The first time I met Kit we were at the Hotel Delmano in Williamsburg. It was my first month in New York, and over ten of us were sitting in a booth; Kit’s talking while everyone is listening. Kit has a way with people. Maybe it’s his charisma or his crude jokes with just the right amount of perversion. Maybe it's the I-don't-give-a-fuck attitude that isn't truly an I-don't-give-a-fuck attitude, or the mesmerizing nature of his presence and the way his dynamism in social situations is mirrored in the powerful images that he produces as a photographer.
This is what is fascinating about Kit: his ability to coax people into unraveling in front of a camera— this skill is at once terrifying and beautiful. “I think I have a weird hypnotic power,” he tells me, “sometimes I think I am much better at getting things out of people than I am at taking a fucking picture.” According to Kit, for a photographer the process of getting things out of people involves building up rapport to “get someone comfortable enough around you to literally do anything.” It is his process of reading a person—and subsequently pushing them to the point where they open up in the most intimate way—that attracts Kit to photography. The quasi-social experiment that occurs “prior to metering and clicking the fucking button” is what Kit describes as being “the art”. This process is elusive, it is something difficult to capture with any man-made object, and there lays Kit's frustration.
Conveying all of the senses that are attached to an experience in a photograph is a challenge in itself. It isn't enough to simply have the experience, but to capture it on film—to “[take] a picture that does [the experience] justice,” says Kit, “I have to figure that out.” In a world where instant gratification has become a type of currency—where the act of viewing, absorbing, and shitting out an image is as natural as breathing— a photographer's position becomes one difficult to assume. “You see shit these days, you see it for like 2 seconds,” and after those two seconds a photograph becomes yet another archived Tumblr image stored in your bulging and abused occipital lobe. As I discuss this all with Kit—both of us visual artists— we became upset. “It bothers me thinking about that shit so I'm just gonna do whatever I wanna do,” he said, “I do it for me.”

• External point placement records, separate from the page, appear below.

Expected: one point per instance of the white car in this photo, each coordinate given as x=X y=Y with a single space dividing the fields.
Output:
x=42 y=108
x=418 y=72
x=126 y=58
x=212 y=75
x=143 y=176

As far as Kit's future: “I'd like to keep improving,” he said. “Keep doing what I'm doing and have people come to me.” His lack of self-promotion is evident. He has asked me to omit his last name and his website is run on Blogger with an indecipherable URL. He has a genuine investment in the photos he produces, and as he puts so eloquently, “I don't think happiness is tied to success so much as it is to the way you feel about what you are doing.”
“You see shit these days, you see it for like 2 seconds,” and after those two seconds a photograph becomes yet another archived Tumblr image stored in your bulging and abused occipital lobe.